Paris sous l’Occupation. Un tableau de Picasso disparaît dans la grande rafle du 16 juillet 1942. Une famille se déchire. La guerre scelle les destins… et notamment celui de Pierre Ormen, romancier en vue et résistant de la première heure, que tout oppose à son frère Amédée, vague collabo et vrai salaud. Pierre fait partie de ces êtres auxquels la Providence semble avoir donné toutes les vertus et la vie toutes les chances. Après la Libération, sa réussite est éclatante. Mais derrière les apparences s’abrite une âme sombre, dévastée par des secrets que nul ne doit partager. Ce portrait de famille est aussi celui d’une époque, de l’effervescence du Paris de l’après-guerre, des cabarets de Saint-Germain-des-Prés, des cafés où l’on reconstruit le monde, des maisons d’édition où l’on tente de le conquérir… Un balcon sur le Luxembourg est le premier volume d’une « Saga parisienne » qui en comptera trois, donnant vie à autant de générations de la famille Ormen, de l’Occupation à nos jours.

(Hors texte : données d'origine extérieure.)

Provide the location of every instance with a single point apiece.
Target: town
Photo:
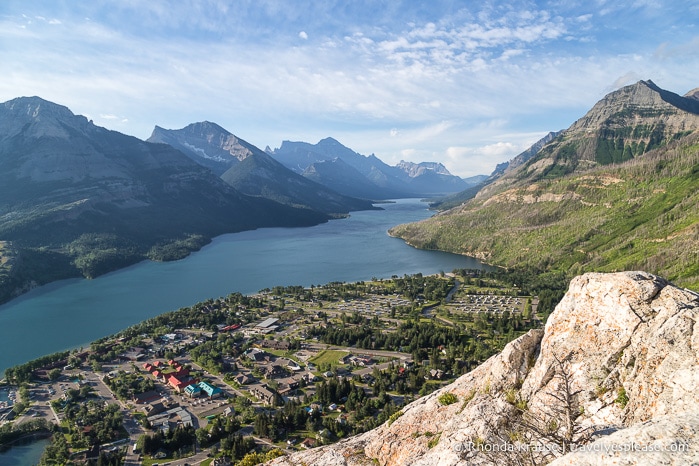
(242, 379)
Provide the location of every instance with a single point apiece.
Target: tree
(533, 437)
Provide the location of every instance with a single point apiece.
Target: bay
(72, 313)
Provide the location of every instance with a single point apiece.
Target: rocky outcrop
(617, 363)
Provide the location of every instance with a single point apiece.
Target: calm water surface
(72, 313)
(24, 455)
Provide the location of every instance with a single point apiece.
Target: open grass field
(328, 357)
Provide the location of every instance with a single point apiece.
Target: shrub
(447, 399)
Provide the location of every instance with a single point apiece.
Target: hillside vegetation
(641, 214)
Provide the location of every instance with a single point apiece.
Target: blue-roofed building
(210, 390)
(192, 390)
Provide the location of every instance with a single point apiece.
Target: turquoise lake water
(72, 313)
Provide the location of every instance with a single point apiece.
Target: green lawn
(328, 357)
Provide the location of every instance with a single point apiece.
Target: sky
(466, 83)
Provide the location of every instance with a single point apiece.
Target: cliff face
(617, 365)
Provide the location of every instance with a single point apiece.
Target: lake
(72, 313)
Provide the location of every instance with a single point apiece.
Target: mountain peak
(46, 119)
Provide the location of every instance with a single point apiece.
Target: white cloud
(468, 88)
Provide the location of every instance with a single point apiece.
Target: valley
(288, 368)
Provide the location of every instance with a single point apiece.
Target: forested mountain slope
(573, 209)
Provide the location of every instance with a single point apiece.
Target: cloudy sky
(466, 83)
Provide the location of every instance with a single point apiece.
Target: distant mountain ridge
(252, 171)
(206, 143)
(78, 199)
(405, 180)
(618, 190)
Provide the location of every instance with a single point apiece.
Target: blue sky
(466, 83)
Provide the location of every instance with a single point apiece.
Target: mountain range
(253, 172)
(617, 190)
(77, 199)
(331, 164)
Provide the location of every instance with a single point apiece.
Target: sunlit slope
(642, 214)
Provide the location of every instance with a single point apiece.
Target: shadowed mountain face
(95, 200)
(615, 191)
(361, 176)
(252, 171)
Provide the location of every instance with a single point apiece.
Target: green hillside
(642, 214)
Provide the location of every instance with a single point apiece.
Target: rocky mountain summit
(252, 171)
(611, 379)
(329, 163)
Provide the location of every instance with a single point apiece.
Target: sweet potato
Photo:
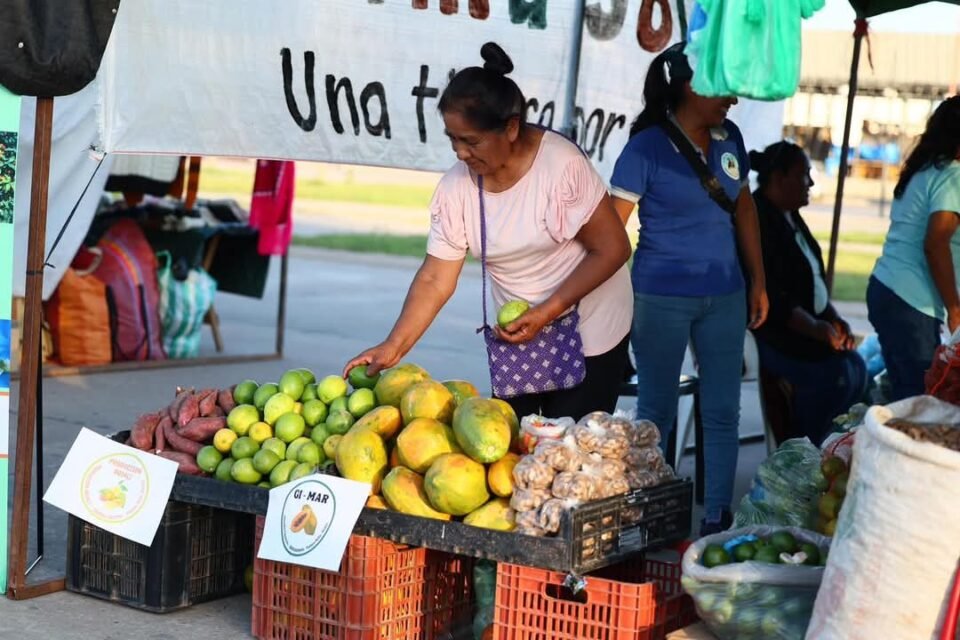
(159, 436)
(208, 402)
(141, 436)
(178, 443)
(182, 394)
(189, 410)
(202, 429)
(187, 463)
(226, 401)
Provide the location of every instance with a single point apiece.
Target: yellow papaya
(362, 456)
(500, 475)
(496, 515)
(385, 422)
(423, 441)
(403, 490)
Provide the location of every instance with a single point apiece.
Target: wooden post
(30, 366)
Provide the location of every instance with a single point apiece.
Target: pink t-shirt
(531, 231)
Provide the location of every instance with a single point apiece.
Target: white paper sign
(309, 521)
(118, 488)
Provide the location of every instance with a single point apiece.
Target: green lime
(292, 384)
(293, 449)
(744, 551)
(244, 472)
(813, 553)
(783, 542)
(360, 380)
(223, 470)
(243, 393)
(714, 556)
(309, 393)
(264, 393)
(281, 473)
(331, 388)
(242, 417)
(311, 453)
(243, 448)
(361, 402)
(314, 412)
(290, 426)
(265, 460)
(278, 405)
(768, 554)
(276, 445)
(307, 375)
(302, 470)
(330, 446)
(339, 422)
(319, 434)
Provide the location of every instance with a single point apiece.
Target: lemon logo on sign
(115, 487)
(730, 164)
(306, 516)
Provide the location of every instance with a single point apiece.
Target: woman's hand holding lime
(524, 328)
(383, 356)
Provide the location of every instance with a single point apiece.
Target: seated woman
(804, 341)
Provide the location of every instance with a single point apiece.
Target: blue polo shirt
(687, 242)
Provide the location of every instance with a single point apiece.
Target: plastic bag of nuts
(527, 524)
(575, 485)
(548, 517)
(528, 499)
(532, 473)
(562, 455)
(645, 434)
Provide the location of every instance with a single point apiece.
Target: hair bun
(496, 59)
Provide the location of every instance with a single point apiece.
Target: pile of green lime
(768, 550)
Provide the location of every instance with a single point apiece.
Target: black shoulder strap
(710, 182)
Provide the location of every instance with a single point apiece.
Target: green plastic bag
(183, 306)
(748, 48)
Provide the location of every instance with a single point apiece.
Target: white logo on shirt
(730, 165)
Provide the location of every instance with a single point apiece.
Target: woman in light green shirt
(913, 288)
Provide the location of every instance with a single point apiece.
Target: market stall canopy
(870, 8)
(53, 49)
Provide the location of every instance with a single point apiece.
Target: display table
(697, 631)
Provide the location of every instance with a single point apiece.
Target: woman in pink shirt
(552, 238)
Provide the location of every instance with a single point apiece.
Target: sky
(933, 17)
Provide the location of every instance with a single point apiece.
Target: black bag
(50, 49)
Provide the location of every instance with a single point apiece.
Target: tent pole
(573, 73)
(30, 365)
(858, 34)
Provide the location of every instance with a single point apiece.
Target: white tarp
(71, 166)
(359, 82)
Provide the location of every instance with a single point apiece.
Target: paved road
(339, 303)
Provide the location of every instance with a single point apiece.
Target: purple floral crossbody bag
(551, 361)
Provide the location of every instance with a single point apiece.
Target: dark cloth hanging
(50, 49)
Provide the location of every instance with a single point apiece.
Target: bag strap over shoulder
(709, 181)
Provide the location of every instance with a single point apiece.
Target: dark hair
(938, 145)
(779, 157)
(485, 96)
(663, 89)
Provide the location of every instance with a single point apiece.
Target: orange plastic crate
(639, 600)
(383, 591)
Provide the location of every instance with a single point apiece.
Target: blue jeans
(716, 326)
(908, 339)
(822, 389)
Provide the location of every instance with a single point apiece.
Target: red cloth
(271, 208)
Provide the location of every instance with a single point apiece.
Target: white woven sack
(897, 543)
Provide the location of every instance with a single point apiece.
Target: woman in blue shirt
(913, 289)
(687, 278)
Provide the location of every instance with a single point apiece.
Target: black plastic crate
(198, 554)
(607, 531)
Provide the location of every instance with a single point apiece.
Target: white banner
(358, 82)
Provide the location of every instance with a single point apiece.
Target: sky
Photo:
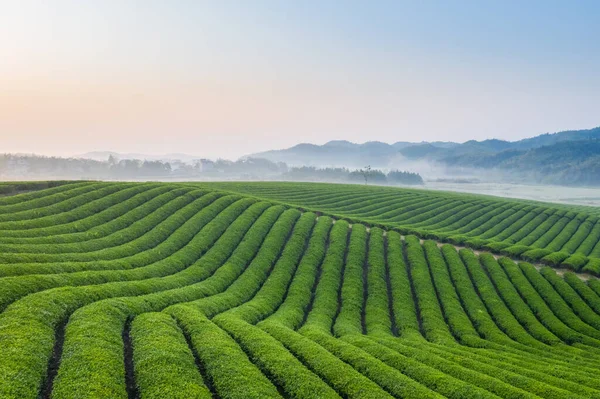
(227, 78)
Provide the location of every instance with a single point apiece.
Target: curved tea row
(178, 291)
(558, 235)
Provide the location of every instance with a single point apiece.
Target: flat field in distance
(269, 290)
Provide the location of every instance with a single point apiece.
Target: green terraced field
(241, 290)
(554, 234)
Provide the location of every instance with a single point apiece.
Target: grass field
(260, 290)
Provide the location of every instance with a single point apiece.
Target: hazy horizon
(226, 79)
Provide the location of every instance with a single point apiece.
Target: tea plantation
(270, 290)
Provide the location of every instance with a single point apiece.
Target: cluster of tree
(366, 175)
(39, 167)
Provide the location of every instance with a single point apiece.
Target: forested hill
(569, 157)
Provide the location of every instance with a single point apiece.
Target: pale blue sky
(224, 78)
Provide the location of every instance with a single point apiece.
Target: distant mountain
(104, 155)
(569, 157)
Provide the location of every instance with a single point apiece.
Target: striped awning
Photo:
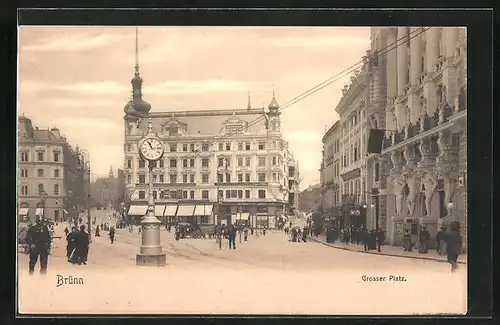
(243, 216)
(159, 209)
(185, 210)
(170, 210)
(137, 210)
(203, 210)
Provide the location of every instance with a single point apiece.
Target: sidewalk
(389, 251)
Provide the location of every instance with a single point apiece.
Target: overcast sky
(78, 79)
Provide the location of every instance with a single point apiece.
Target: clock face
(151, 149)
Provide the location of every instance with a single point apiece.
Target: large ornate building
(417, 92)
(422, 103)
(330, 180)
(51, 182)
(218, 164)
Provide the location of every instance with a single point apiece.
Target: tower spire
(249, 105)
(137, 50)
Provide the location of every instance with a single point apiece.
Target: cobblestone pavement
(264, 275)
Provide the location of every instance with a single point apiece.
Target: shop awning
(137, 210)
(170, 210)
(159, 210)
(243, 216)
(185, 210)
(203, 210)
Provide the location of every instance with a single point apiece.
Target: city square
(265, 275)
(145, 209)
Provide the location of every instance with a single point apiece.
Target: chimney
(55, 131)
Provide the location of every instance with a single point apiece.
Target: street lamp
(151, 149)
(85, 155)
(450, 209)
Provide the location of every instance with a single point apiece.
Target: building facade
(330, 180)
(51, 182)
(352, 134)
(419, 95)
(219, 165)
(310, 198)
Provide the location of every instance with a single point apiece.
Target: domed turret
(137, 104)
(274, 104)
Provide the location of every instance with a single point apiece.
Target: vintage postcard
(242, 170)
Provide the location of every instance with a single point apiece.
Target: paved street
(264, 275)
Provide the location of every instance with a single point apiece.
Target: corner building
(51, 181)
(218, 164)
(420, 98)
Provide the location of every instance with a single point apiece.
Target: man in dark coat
(439, 240)
(71, 246)
(380, 239)
(424, 237)
(82, 245)
(453, 245)
(112, 235)
(39, 241)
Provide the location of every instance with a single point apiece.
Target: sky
(78, 79)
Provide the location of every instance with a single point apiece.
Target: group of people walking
(370, 239)
(77, 248)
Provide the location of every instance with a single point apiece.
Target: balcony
(441, 119)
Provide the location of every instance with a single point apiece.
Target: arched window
(376, 171)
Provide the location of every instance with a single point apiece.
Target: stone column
(431, 56)
(450, 77)
(402, 64)
(450, 38)
(391, 64)
(415, 70)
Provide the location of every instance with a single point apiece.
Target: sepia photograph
(248, 170)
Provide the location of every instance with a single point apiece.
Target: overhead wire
(398, 42)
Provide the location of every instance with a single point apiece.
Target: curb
(383, 253)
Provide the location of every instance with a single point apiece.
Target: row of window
(190, 178)
(40, 155)
(40, 173)
(205, 194)
(205, 162)
(41, 189)
(191, 147)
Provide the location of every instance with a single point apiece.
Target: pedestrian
(39, 242)
(112, 235)
(305, 232)
(82, 245)
(380, 239)
(245, 233)
(424, 237)
(232, 236)
(441, 245)
(453, 244)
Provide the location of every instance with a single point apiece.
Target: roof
(206, 122)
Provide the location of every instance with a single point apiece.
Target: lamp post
(86, 165)
(151, 149)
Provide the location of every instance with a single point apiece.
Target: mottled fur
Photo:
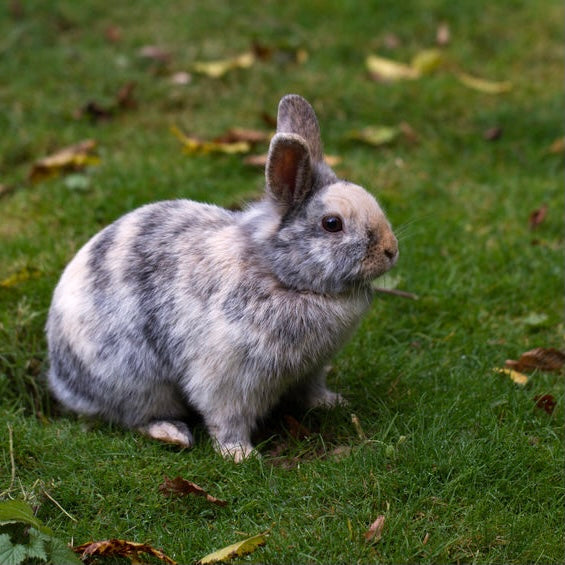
(182, 306)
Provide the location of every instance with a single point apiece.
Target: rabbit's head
(332, 235)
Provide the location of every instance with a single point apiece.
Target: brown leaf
(155, 53)
(120, 548)
(538, 216)
(181, 487)
(546, 402)
(544, 359)
(443, 35)
(558, 146)
(113, 34)
(72, 158)
(124, 98)
(295, 428)
(375, 531)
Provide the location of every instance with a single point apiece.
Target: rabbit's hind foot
(169, 431)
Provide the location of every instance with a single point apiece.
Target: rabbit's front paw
(169, 431)
(325, 398)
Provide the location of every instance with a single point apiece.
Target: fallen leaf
(261, 160)
(536, 320)
(256, 160)
(427, 61)
(154, 53)
(544, 359)
(375, 531)
(182, 487)
(391, 41)
(558, 146)
(73, 158)
(238, 549)
(120, 548)
(19, 277)
(125, 98)
(295, 428)
(217, 69)
(375, 135)
(387, 70)
(443, 35)
(482, 85)
(515, 376)
(113, 34)
(195, 146)
(546, 402)
(252, 136)
(538, 216)
(181, 78)
(492, 134)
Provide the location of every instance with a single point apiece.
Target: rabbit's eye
(332, 223)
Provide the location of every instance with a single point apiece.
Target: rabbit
(181, 307)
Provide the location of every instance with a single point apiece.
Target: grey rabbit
(181, 307)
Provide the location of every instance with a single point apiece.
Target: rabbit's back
(118, 326)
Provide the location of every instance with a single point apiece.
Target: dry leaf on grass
(195, 146)
(181, 487)
(252, 136)
(375, 531)
(443, 35)
(515, 376)
(72, 158)
(120, 548)
(558, 146)
(538, 216)
(238, 549)
(387, 70)
(482, 85)
(217, 69)
(20, 276)
(544, 359)
(546, 402)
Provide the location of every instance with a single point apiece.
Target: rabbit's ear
(295, 115)
(289, 169)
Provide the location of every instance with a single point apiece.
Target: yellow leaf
(388, 70)
(72, 158)
(376, 135)
(518, 378)
(482, 85)
(195, 146)
(238, 549)
(427, 61)
(217, 69)
(20, 276)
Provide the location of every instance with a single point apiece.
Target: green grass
(454, 454)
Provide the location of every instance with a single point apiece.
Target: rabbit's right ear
(295, 115)
(289, 169)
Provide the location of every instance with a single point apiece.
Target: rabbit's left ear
(289, 169)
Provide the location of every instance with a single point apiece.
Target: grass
(459, 460)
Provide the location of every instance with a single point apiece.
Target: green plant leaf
(11, 554)
(12, 511)
(36, 547)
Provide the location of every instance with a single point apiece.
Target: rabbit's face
(339, 238)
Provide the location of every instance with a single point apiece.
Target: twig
(59, 506)
(12, 462)
(401, 293)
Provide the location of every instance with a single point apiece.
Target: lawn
(461, 463)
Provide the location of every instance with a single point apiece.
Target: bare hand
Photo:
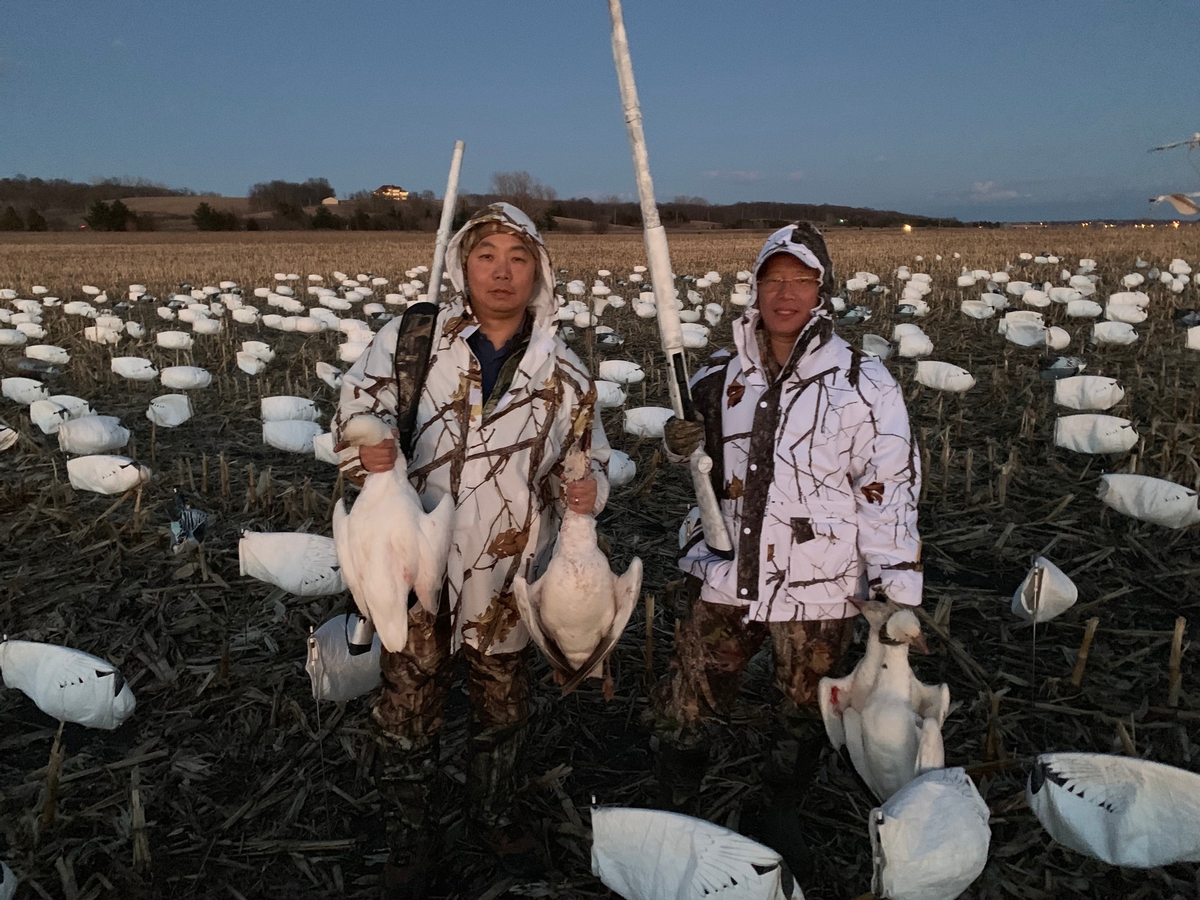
(379, 457)
(581, 496)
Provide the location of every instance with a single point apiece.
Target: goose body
(929, 841)
(388, 545)
(1117, 809)
(648, 855)
(67, 684)
(897, 735)
(577, 610)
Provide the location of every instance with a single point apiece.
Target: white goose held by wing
(577, 610)
(388, 545)
(898, 735)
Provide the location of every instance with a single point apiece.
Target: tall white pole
(448, 205)
(658, 257)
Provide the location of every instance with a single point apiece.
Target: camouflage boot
(491, 786)
(406, 774)
(791, 766)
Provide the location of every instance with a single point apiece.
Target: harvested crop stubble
(228, 781)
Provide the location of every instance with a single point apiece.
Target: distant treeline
(59, 195)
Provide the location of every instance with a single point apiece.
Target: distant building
(391, 192)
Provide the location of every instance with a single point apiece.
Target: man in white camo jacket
(817, 480)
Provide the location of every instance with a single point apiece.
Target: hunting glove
(682, 436)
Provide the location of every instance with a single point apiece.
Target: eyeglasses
(773, 286)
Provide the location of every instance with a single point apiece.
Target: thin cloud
(733, 175)
(990, 192)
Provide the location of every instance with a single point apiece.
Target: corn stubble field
(229, 781)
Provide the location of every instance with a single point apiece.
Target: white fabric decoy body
(1122, 810)
(389, 546)
(577, 610)
(67, 684)
(334, 672)
(648, 855)
(929, 841)
(1047, 592)
(898, 735)
(106, 474)
(303, 564)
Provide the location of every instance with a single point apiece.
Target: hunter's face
(501, 276)
(787, 295)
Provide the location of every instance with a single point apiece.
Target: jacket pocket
(823, 556)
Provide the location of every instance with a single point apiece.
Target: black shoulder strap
(414, 348)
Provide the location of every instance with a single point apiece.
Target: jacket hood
(807, 244)
(543, 301)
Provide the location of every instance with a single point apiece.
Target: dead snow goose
(577, 610)
(898, 733)
(388, 545)
(303, 564)
(929, 841)
(648, 855)
(106, 474)
(1122, 810)
(67, 684)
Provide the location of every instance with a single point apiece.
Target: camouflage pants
(714, 646)
(409, 711)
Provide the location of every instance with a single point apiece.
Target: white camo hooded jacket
(816, 472)
(502, 461)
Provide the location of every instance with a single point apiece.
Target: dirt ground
(229, 781)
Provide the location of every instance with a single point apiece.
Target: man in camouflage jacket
(503, 403)
(817, 479)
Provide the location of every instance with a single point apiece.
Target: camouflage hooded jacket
(502, 462)
(819, 479)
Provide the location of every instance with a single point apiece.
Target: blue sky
(1006, 109)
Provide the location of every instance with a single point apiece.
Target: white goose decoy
(898, 735)
(106, 474)
(335, 673)
(303, 564)
(648, 855)
(577, 610)
(388, 545)
(930, 840)
(1122, 810)
(67, 684)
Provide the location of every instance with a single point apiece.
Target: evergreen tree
(11, 221)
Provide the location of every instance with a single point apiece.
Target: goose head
(904, 628)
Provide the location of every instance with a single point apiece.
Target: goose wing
(648, 855)
(628, 588)
(528, 598)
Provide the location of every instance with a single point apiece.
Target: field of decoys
(168, 489)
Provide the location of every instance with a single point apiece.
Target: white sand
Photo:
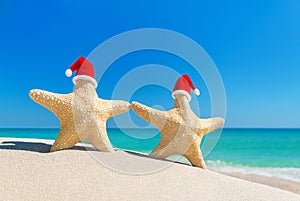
(27, 174)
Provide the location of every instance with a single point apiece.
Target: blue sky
(254, 44)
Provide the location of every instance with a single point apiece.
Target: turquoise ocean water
(267, 152)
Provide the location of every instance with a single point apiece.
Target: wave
(291, 174)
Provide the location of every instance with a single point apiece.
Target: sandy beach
(29, 172)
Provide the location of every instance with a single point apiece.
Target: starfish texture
(82, 115)
(181, 130)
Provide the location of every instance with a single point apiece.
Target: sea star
(82, 115)
(181, 130)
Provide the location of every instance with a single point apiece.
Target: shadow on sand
(40, 147)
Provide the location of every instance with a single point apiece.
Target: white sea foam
(292, 174)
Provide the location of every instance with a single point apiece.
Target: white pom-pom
(69, 72)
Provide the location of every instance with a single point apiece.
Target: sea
(265, 152)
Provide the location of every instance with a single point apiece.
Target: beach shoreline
(30, 172)
(269, 181)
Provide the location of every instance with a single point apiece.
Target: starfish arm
(113, 107)
(156, 117)
(206, 126)
(65, 139)
(56, 103)
(194, 155)
(98, 137)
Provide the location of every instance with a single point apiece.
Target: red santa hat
(84, 71)
(183, 86)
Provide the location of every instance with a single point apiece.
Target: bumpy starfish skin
(82, 115)
(181, 130)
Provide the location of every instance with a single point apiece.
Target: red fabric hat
(183, 86)
(84, 71)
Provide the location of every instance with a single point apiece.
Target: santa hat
(183, 86)
(84, 71)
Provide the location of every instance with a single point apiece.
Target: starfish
(82, 115)
(181, 130)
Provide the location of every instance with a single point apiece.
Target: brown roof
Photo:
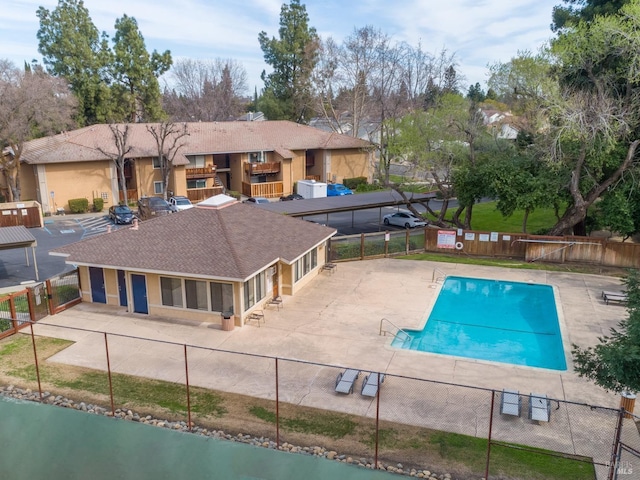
(231, 242)
(204, 138)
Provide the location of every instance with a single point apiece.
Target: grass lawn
(351, 435)
(486, 217)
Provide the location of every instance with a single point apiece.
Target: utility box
(311, 189)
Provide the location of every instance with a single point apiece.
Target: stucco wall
(78, 180)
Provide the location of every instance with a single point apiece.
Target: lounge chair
(510, 403)
(618, 297)
(539, 407)
(371, 384)
(346, 379)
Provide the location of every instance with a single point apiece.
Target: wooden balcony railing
(132, 195)
(268, 189)
(199, 194)
(201, 172)
(261, 168)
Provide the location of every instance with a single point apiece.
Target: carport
(19, 237)
(346, 203)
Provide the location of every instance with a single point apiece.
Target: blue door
(98, 293)
(139, 286)
(122, 288)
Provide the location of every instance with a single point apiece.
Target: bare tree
(32, 104)
(169, 139)
(206, 90)
(118, 156)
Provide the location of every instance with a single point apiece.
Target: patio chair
(539, 407)
(510, 403)
(617, 297)
(371, 384)
(346, 379)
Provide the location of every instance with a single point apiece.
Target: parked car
(404, 219)
(256, 200)
(179, 203)
(150, 207)
(293, 196)
(337, 189)
(121, 214)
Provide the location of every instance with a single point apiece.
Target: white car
(179, 203)
(404, 219)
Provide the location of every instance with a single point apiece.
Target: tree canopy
(293, 56)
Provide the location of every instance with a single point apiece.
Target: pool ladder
(438, 276)
(404, 335)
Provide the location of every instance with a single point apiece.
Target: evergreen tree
(293, 56)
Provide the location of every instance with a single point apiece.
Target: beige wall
(78, 180)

J’ai beaucoup apprécié l’aspect saga historique et familiale avec les secrets qui reprennent de l’importance plus tard dans l’histoire. Je dois avouer que je trouvais parfois déroutant de faire autant de sauts, on avait une scène avec un personnage puis plus rien pendant 2 ans. La première partie du roman se déroulant surtout en 1942 avait une continuité qui m’a un peu manqué par la suite
L'insoutenable légèreté de cette lecture et écriture me fait abandonner le livre! 10 jours pour lire à peine un tiers, tellement le livre me tombe des mains et aucune envie de le reprendre. On a l'impression que l'auteur a préparé un plan très détaillé de son roman... et l'a publié tel quel en le fourrant en abondance de noms de personnalités célèbres que les personnages n'arrêtent de croiser! Qui, des personnages, sont eux-mêmes inexistants, factices, certains d'entre eux fournis avec une étiquette comportant un inventaire de leurs défauts et qualités, et veuillez bien y croire, cher lecteur, mais tout le monde n'est même pas servi. Je ne suis pas juste déçue, je suis carrément fâchée car cela fait dix jours de moins dans ma vie de lectrice.